Em recente artigo publicado no jornal inglês The Independent intitulado “Boris Johnson has congratulated Duda’s Polish victory. Let’s hope other EU leaders speak out” assinado por Andrea Mammone (pesquisador visitante do Robert Schuman Centre at the European University Institute, e historiador do Modern Europe at Royal Holloway, University of London) e Luiza Bialasiewicz (professora de Política Externa da University of Amsterdam) foi reforçado o alerta sobre o perigo representado por essa vitória da extrema direita na Polônia, avaliando que “países como Hungria e Polônia estão se tornando zonas seguras e laboratórios para regimes políticos de exclusão e nacionalismo de direita, ainda que baseados ostensivamente em eleições e procedimentos democráticos formais […]”.

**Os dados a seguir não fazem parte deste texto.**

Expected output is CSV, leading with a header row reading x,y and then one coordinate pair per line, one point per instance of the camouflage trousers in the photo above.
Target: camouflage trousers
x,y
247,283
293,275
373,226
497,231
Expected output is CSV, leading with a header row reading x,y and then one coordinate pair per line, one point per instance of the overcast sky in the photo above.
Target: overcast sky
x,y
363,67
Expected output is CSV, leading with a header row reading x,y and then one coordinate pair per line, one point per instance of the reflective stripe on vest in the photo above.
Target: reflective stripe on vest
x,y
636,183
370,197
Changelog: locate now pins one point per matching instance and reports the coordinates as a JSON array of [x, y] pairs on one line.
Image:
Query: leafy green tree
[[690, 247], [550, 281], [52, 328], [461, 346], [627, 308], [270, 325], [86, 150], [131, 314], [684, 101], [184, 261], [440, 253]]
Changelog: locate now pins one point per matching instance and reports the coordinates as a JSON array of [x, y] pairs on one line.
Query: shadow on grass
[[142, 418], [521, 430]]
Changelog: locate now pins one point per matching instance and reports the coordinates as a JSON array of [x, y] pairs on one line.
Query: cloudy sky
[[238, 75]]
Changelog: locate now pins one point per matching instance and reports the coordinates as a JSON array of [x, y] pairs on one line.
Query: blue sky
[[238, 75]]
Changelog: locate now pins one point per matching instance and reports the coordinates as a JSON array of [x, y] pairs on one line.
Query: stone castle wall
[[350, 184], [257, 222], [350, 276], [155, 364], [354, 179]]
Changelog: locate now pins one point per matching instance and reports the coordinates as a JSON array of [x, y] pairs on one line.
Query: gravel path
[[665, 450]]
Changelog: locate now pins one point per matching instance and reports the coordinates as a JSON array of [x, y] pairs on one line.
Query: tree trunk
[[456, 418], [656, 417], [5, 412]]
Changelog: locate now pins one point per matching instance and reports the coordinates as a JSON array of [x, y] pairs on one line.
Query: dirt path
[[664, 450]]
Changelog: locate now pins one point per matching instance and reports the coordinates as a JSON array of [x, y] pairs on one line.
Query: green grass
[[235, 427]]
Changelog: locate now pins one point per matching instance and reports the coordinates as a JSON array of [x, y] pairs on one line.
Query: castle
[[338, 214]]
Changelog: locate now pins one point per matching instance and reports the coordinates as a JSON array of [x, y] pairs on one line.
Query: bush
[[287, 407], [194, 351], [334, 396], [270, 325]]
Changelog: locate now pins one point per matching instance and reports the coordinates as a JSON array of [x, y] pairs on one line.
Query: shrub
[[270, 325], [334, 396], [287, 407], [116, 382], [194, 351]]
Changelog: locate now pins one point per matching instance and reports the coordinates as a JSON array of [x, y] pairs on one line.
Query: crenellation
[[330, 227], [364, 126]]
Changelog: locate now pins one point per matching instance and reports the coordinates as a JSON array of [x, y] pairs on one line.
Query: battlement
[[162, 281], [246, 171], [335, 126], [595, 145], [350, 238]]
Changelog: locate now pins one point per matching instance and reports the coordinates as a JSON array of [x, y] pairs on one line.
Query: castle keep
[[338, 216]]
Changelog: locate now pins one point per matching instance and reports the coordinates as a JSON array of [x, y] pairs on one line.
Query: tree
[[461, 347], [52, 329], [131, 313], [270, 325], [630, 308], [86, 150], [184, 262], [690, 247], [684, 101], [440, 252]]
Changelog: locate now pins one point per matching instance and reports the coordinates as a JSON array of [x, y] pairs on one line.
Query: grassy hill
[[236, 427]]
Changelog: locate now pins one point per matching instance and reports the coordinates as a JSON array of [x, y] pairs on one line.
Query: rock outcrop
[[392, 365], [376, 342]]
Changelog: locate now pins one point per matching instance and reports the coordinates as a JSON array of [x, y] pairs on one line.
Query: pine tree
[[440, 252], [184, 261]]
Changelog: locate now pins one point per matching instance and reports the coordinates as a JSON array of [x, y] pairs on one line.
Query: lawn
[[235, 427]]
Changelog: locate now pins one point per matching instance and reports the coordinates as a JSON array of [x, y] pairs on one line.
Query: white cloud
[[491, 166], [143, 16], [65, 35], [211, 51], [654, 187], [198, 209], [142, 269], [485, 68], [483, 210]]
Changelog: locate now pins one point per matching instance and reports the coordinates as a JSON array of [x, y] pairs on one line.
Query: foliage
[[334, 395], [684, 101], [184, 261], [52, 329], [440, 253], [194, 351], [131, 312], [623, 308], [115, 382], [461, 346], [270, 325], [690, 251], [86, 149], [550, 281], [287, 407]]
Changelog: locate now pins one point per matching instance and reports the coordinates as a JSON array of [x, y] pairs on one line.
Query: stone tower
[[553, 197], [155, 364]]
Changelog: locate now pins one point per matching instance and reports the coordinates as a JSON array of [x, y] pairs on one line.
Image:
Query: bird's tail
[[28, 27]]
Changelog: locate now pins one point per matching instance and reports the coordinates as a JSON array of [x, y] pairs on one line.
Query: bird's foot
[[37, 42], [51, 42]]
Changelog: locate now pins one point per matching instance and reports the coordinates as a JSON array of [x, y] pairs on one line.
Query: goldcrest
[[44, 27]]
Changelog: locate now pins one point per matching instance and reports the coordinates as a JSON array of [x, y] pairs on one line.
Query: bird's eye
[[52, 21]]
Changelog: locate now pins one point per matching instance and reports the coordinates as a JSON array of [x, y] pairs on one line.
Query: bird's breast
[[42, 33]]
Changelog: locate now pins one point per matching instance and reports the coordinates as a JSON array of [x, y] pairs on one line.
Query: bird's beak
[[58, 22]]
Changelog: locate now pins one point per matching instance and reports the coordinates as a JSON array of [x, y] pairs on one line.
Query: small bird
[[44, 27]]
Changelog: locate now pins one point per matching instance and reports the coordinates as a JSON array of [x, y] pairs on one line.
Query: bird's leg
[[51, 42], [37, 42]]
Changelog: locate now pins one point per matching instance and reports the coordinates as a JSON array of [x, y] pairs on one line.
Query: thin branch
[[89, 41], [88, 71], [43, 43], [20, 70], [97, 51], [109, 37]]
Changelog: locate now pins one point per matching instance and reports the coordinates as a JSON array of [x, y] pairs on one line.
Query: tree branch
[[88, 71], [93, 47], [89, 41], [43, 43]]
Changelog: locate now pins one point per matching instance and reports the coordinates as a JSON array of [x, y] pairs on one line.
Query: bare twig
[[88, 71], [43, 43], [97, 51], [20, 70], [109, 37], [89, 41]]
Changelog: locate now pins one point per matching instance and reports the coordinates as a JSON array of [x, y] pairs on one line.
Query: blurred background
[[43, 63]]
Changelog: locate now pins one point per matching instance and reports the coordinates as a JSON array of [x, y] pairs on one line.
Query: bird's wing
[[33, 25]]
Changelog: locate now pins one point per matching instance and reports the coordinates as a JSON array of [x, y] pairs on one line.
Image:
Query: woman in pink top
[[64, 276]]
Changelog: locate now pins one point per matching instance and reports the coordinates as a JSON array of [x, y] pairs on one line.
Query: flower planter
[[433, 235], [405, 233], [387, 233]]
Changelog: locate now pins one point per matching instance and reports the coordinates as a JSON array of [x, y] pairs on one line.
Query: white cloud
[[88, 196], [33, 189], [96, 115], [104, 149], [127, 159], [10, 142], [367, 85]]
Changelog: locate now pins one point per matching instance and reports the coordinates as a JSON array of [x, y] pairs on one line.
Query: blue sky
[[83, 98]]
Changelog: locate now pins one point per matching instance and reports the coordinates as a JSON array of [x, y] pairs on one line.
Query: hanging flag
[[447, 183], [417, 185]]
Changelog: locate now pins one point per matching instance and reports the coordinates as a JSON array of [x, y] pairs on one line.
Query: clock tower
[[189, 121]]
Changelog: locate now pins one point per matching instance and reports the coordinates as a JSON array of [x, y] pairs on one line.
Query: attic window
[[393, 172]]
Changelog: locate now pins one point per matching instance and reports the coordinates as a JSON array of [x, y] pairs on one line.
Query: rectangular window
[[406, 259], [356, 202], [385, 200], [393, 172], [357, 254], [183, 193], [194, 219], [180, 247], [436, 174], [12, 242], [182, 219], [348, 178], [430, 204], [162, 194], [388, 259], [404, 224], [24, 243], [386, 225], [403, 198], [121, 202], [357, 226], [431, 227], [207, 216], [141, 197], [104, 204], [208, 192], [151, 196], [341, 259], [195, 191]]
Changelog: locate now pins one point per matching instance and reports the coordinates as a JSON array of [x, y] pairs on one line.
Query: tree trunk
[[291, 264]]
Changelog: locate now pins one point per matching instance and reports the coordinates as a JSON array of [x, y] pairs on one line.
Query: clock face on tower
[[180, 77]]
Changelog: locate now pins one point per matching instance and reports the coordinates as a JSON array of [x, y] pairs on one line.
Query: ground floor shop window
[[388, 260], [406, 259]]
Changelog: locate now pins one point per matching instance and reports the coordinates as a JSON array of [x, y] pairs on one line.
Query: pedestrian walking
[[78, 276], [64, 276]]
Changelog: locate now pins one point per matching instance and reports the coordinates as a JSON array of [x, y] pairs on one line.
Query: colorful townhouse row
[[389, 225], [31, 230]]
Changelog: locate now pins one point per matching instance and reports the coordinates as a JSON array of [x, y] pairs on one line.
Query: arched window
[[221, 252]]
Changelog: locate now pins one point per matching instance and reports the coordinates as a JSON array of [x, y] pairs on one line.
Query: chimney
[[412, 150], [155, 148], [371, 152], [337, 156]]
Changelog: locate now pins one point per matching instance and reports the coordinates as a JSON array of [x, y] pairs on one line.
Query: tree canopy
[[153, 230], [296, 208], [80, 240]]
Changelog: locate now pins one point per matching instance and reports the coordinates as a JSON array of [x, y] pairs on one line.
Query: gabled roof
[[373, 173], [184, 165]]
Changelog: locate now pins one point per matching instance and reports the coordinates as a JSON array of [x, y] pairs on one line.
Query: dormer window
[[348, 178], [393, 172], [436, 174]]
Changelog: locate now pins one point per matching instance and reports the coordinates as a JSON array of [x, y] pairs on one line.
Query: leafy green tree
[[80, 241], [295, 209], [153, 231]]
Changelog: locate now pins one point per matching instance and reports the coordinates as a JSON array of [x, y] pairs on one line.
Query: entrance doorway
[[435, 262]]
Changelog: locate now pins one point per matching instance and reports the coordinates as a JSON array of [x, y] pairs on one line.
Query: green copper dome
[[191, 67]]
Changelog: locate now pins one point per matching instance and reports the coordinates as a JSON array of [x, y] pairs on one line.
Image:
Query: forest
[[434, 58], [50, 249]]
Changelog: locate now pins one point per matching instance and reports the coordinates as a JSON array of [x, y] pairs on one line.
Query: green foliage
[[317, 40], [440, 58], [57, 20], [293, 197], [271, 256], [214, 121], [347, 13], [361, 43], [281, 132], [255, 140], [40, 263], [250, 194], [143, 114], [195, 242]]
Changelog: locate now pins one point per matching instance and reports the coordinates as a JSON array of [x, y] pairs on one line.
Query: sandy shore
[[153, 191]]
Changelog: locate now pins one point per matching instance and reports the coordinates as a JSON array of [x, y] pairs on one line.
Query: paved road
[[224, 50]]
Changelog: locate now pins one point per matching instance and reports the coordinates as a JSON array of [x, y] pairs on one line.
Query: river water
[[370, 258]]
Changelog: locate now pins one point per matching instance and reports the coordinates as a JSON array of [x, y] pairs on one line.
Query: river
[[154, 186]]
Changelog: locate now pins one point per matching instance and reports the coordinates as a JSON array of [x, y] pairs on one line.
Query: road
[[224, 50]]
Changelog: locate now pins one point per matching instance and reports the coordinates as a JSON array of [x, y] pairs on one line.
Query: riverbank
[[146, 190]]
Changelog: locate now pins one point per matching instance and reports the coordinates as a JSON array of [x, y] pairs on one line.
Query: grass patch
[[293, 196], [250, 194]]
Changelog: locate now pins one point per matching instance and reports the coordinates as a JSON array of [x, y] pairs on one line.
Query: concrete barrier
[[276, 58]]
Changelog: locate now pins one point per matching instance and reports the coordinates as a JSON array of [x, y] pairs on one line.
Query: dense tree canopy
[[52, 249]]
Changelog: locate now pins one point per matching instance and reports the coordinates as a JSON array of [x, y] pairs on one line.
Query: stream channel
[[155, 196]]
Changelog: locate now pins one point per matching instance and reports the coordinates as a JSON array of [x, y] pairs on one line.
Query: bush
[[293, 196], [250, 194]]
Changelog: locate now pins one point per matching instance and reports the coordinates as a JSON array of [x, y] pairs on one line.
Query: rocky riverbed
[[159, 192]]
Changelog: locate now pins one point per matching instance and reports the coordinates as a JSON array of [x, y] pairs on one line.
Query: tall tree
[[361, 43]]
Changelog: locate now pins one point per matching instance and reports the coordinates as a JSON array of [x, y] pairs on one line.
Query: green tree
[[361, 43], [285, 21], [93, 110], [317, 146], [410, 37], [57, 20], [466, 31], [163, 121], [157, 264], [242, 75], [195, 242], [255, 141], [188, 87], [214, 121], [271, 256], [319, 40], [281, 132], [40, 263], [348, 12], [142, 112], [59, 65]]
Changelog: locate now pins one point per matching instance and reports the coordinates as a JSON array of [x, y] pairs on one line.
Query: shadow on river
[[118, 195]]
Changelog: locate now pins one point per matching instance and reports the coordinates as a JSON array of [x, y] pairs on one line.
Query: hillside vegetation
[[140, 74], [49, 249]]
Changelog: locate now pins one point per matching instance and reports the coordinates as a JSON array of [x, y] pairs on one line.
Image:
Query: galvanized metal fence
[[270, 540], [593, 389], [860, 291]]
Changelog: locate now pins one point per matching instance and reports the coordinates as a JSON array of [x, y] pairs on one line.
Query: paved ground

Mammone e Bialasiewicz fizeram lembrar que em novembro de 2017 “milhares de nacionalistas de extrema-direita, incluindo o famoso extremista britânico Tommy Robinson, membros de extrema-direita canadenses e norte-americanos e neofascistas do sul da Europa, se reuniram na Polônia pedindo a reconstituição de uma ‘Europa Branca’”.

E esse não foi o único evento do gênero. Tudo isso vem ocorrendo sem respostas equivalentes e eficientes das forças progressistas democráticas da Europa e das instituições políticas do bloco europeu que foram fundadas sob princípios democráticos e com a missão de assegurá-los.

Depois de reproduzirem os termos amistosos com que o Primeiro Ministro britânico Boris Johnson cumprimentou Andrej Duda pela vitória eleitoral, o artigo citado foi concluído com a seguinte cobrança “o desafio está agora aberto a outros líderes europeus que respondam de maneira adequada à reeleição de um candidato e de um partido que se opõe claramente aos princípios básicos da União Europeia.”

O declínio do peso econômico da Europa no mundo vem sendo apontado por analistas pelo menos há duas décadas e uma correspondente perda de relevância política desde muito é problematizada em termos de consequências para a democracia no mundo.

Neste exato momento, os governos das nações integrantes da União Europeia se veem mergulhados nas disputas locais e regionais em torno dos recursos financeiros disponibilizados para o socorro dos países mais afetados pela pandemia do coronavírus.

Pelo menos desde o Tratado de Maastricht, de 1992, uma agenda econômica pautada por objetivos orientados pela doutrina neoliberal se sobrepôs a uma agenda política de desenvolvimento regional, redução de desigualdades entre os membros e promoção de valores democráticos e de justiça social para seus mais de 500 milhões de cidadãos.

Hoje, novamente diante de um quadro de graves ameaças ao futuro da democracia na região, o bloco presidido pela chanceler alemã Angela Merkel, no final de seu último mandato no mais rico país da União Europeia, vê no referido programa de ajuda econômica o legado que deixará para a história.

Do país que tanto se beneficiou do projeto integracionista europeu e que costuma exaltar sua política de manutenção permanente da memória sobre os horrores cometidos na Segunda Guerra Mundial para que nada semelhante possa se repetir, o momento demanda muito mais.

Arnaldo Cardoso, cientista político.